RNA extraction and quantitative real-time PCR (qRT-PCR) analyses were performed as previously described [12]. Briefly, total RNA was extracted using PureLink RNA Mini Kit (Thermo Fisher Scientific, Waltham, MA USA) and 0.5–1 ug of total RNA was transcribed into complementary DNA (cDNA) by High-Capacity cDNA Reverse Transcription Kit (Thermo Fisher Scientific, Waltham, MA USA). qRT-PCR was performed using gene-specific TaqMan™ Gene Expression Assays (Thermo Fisher Scientific Waltham, MA USA). To detect FLVCR1a expression, specific primers and probes were designed using Primer Express Software Version 3.0 (Thermo Fisher Scientific, Waltham, MA USA). qRT-PCR was performed on a 7900HT Fast or QuantStudio™ 6 Flex Real-Time PCR System (Thermo Fisher Scientific, Waltham, MA USA), and the analyses were done using RQ Manager or QuantStudio Real-Time PCR software. Transcript abundance, normalized to 18 s messenger ribonucleic acid (mRNA) expression, is expressed as a fold increase over a calibrator sample.

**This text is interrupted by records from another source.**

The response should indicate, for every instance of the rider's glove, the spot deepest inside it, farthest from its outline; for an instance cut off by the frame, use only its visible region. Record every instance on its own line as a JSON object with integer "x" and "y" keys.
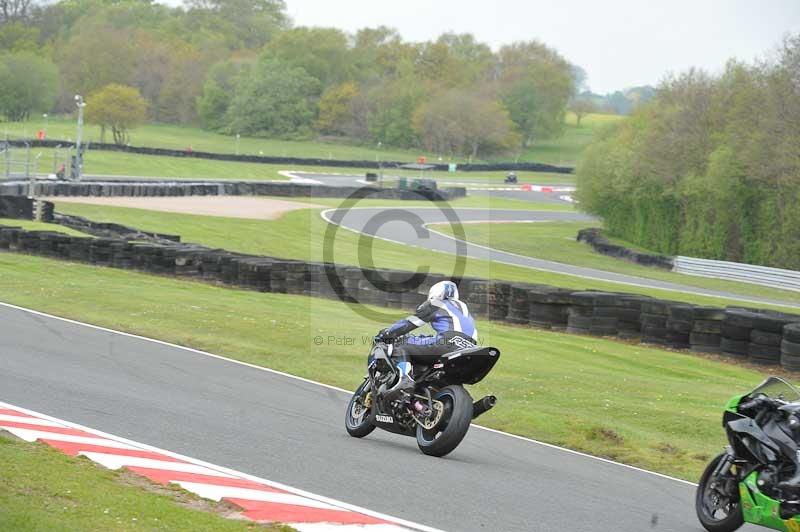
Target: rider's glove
{"x": 382, "y": 336}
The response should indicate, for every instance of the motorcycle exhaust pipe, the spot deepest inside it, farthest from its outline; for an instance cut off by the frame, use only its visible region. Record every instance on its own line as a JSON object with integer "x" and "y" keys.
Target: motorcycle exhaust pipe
{"x": 482, "y": 406}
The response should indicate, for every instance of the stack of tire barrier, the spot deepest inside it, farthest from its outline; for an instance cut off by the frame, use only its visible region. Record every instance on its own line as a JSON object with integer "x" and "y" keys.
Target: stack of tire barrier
{"x": 188, "y": 153}
{"x": 767, "y": 335}
{"x": 706, "y": 335}
{"x": 591, "y": 313}
{"x": 594, "y": 237}
{"x": 737, "y": 325}
{"x": 217, "y": 188}
{"x": 790, "y": 347}
{"x": 680, "y": 319}
{"x": 654, "y": 321}
{"x": 548, "y": 307}
{"x": 519, "y": 305}
{"x": 497, "y": 297}
{"x": 19, "y": 207}
{"x": 478, "y": 298}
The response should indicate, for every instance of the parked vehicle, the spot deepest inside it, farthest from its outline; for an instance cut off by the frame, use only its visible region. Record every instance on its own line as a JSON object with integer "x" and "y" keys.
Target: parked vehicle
{"x": 757, "y": 479}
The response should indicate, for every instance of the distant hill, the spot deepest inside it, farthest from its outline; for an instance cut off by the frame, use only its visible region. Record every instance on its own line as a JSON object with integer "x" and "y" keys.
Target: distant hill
{"x": 620, "y": 102}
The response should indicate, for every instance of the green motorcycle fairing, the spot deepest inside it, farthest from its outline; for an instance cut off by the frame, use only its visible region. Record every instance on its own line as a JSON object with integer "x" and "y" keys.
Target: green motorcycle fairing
{"x": 760, "y": 509}
{"x": 733, "y": 404}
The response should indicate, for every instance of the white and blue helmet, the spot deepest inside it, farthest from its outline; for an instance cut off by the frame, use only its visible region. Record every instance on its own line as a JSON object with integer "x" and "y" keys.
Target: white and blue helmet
{"x": 443, "y": 290}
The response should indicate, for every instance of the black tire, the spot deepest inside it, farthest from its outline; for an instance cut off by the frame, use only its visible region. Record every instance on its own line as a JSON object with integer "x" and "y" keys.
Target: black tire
{"x": 708, "y": 326}
{"x": 790, "y": 348}
{"x": 680, "y": 327}
{"x": 764, "y": 354}
{"x": 734, "y": 332}
{"x": 791, "y": 332}
{"x": 706, "y": 339}
{"x": 740, "y": 318}
{"x": 578, "y": 322}
{"x": 790, "y": 363}
{"x": 765, "y": 338}
{"x": 653, "y": 320}
{"x": 709, "y": 313}
{"x": 733, "y": 518}
{"x": 773, "y": 323}
{"x": 603, "y": 331}
{"x": 454, "y": 425}
{"x": 359, "y": 425}
{"x": 734, "y": 347}
{"x": 681, "y": 313}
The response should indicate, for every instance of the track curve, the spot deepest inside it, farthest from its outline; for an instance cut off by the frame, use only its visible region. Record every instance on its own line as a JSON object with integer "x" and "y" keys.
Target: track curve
{"x": 409, "y": 227}
{"x": 291, "y": 431}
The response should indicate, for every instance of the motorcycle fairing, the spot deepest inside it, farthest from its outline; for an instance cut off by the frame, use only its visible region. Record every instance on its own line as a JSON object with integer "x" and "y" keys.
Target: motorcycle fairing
{"x": 760, "y": 509}
{"x": 746, "y": 425}
{"x": 468, "y": 366}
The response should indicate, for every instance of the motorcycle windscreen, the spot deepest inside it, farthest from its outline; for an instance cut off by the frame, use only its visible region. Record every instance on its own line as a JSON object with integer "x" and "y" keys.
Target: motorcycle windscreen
{"x": 469, "y": 366}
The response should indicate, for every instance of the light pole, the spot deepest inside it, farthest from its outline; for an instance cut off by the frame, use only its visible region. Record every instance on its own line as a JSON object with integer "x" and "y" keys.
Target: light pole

Histology, immunostainings, and morphometric analyses

Immunostainings of whole-mount embryos and retina samples were performed as described previously [12, 49]. Healthy organs (i.e., lung, liver) and LLC tumors were fixed in 4% PFA o/n at 4 °C, dehydrated, and embedded in paraffin or OCT. 5-μm-thick sections were stained with hematoxylin and eosin (H&E) or immunostained using specific antibodies. To visualize tumor blood vessels, 20-μm-thick cryosections were stained for CD31. The following primary antibodies were used: purified Rat Anti-Mouse CD31 (550274 BD Pharmingen™); Anti-Histone H3 (phospho S10) antibody (ab47297 Abcam); rabbit anti-NG2 chondroitin sulfate proteoglycan polyclonal antibody (AB5320 Merck Millipore). Network morphology was analyzed using specific plugins of Fiji, a distribution of the open-source software ImageJ [16, 53]. Vascular area was analyzed by measuring the ROIs given by CD31 + vessel area (lumen area included) and expressed as CD31/total area ratio. Average Vessel Size and Vessels Distribution (in terms of size) were obtained analyzing the same CD31 + ROIs with ImageJ. Tumor vascularization was calculated as number of vessels per area (mm3). Distance and variability of vessels was calculated by ImageJ Nearest Neighbor Distances (NND) tool. From this, the mean (Average NND) and the standard deviation (Distribution) were calculated to get information about the average distance to adjacent vascular segments and its variability. Radial expansion of the retinal vasculature was measured as the distance from the optic nerve to the vascular front. To calculate Vascular Total Length, number of Branches, Average Vessel Perimeter, and Tortuosity, images were skeletonized and analyzed with the ImageJ plugin Skeleton length tool. The complete FIJI scripts are available on request. Confocal image acquisition was performed with a Leica TCS SP8 confocal system (Leica Microsystems) with a PL APO 20 ×/0.75 CS2 or HC PL APO 40 ×/1.30 OIL CS2 objectives. Microscopic analysis of histological sections was done with Automated Upright Microscope Leica DM6 B. Zebrafish and mouse embryos images were acquired using Leica MZ10 F modular stereo microscope with 8 ×–80 × magnification and 375 Lp/mm high resolution with fluorescent illumination.


Statistical comparisons were conducted in Prism (GraphPad Software, Inc., La Jolla, CA). Results are expressed as mean ± SEM (standard error mean). Whenever two groups were compared, (1) Normally distributed data were tested for differences with a two-tailed unpaired one-sample t test; (2) Non-normally distributed data were tested with a Mann–Whitney U test. The level of significance was set at *p < 0.05, **p < 0.01, ***p < 0.001, ****p < 0.0001.